Lichtsteiner unique rescapé

Pilier déchu de l'équipe, Behrami en prend aussi pour son grade. «Il a trop de pouvoir. Lorsque tu en donnes trop à un joueur, un jour où l'autre il va dépasser les bornes.» Enchaînant avec la gestion du cas du milieu de terrain tessinois, Henchoz remet en question la place du sélectionneur Petkovic. «On peut se demander s'il est toujours l'homme idéal. J'ai de gros doutes. Sa mauvaise façon de communiquer est un problème. De nos jours, l'entraînement sur le terrain représente trente pourcent du job. Le reste c'est le comportement en dehors. Et là il pêche.» Last but not least, les dirigeants Peter Gilléron, Alex Miescher et Claudio Sulser sont eux aussi remis à leur place pour leur gestion «catastrophique» de l'affaire de l'aigle bicéphale durant le Mondial. «Qu'ont-ils exactement fait durant trois semaines en Russie? Presque rien! A leur place j'aurais réuni l'équipe pour leur expliquer clairement qu'on ne peut pas se laisser aller à de telles réactions, même lorsqu'on a d'autres racines.»
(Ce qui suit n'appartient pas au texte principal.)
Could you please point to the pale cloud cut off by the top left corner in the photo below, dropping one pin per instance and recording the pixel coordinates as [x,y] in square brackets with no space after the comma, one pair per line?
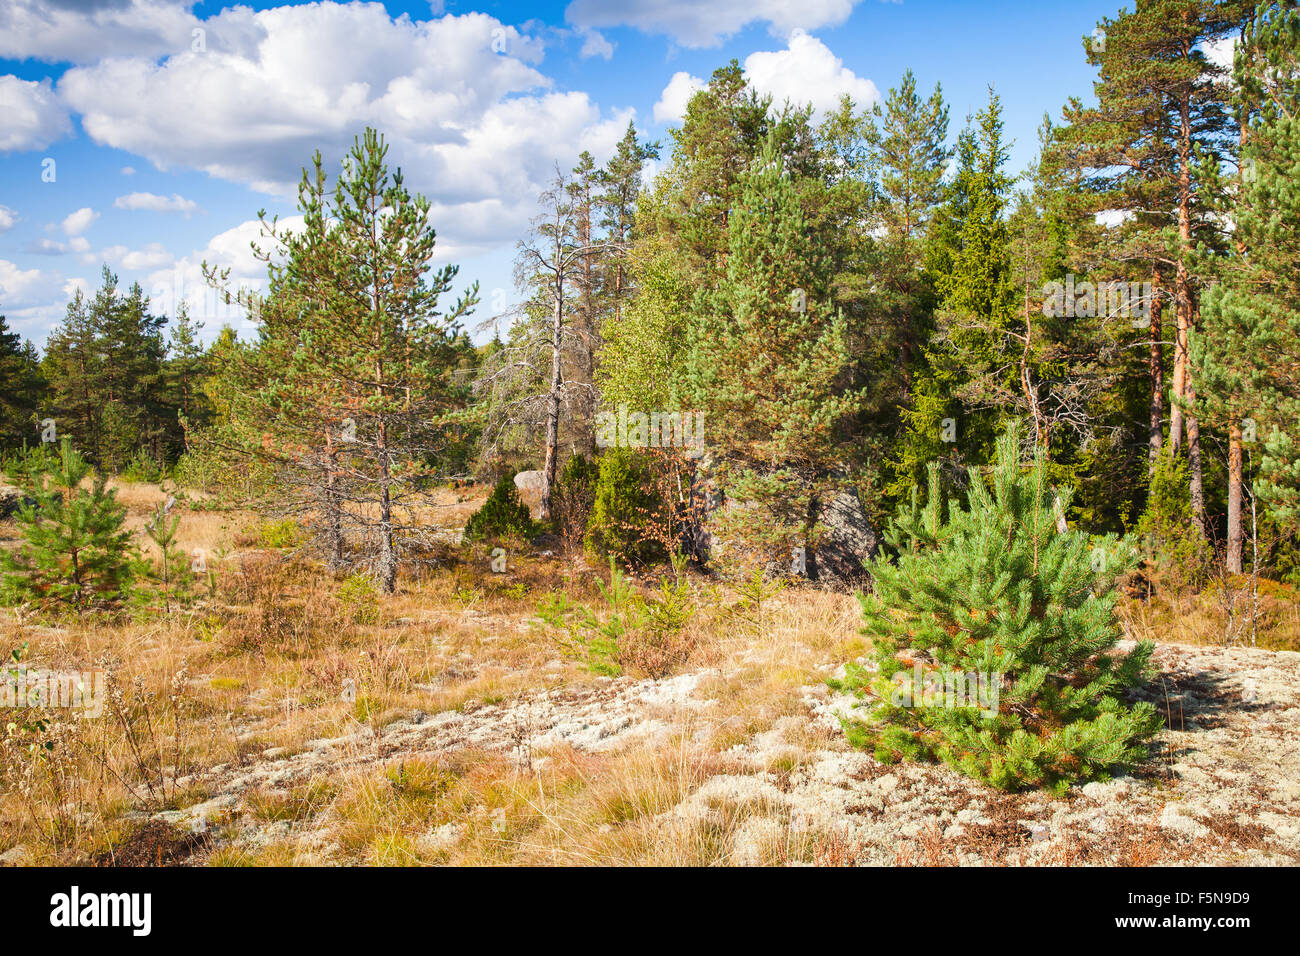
[89,31]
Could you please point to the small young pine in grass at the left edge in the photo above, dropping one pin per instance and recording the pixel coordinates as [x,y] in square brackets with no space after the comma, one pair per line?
[75,551]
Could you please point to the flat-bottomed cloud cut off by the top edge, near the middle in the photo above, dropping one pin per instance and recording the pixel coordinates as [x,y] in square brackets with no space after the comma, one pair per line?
[705,23]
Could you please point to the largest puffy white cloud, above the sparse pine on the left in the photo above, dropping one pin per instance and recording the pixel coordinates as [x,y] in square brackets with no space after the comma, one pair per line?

Au bout de cette série de tacles bien sentis, seul l'actuel capitaine de la Nati, Stephan Licthsteiner est épargné. «J'ai un grand respect pour lui. Lorsqu'on joue au plus haut niveau avec la Juventus pendant toutes ces années, c'est qu'on n'a jamais concédé ne serait-ce que cinq pour-cent d'effort. Sinon il aurait été éjecté depuis longtemps. L'équipe de Suisse a encore besoin de lui à tout prix! Avant le match contre la Suède, tout le monde disait que sa suspension n'était pas un problème parce que nous avions Michael Lang. Mais je répondais «attention, Lang est bon face à Thoune et Lugano». Et j'ai eu le sentiment que ça s'est confirmé. Non, la Nati ne peut pas se passer de Lichtsteiner et de sa mentalité.» Message transmis.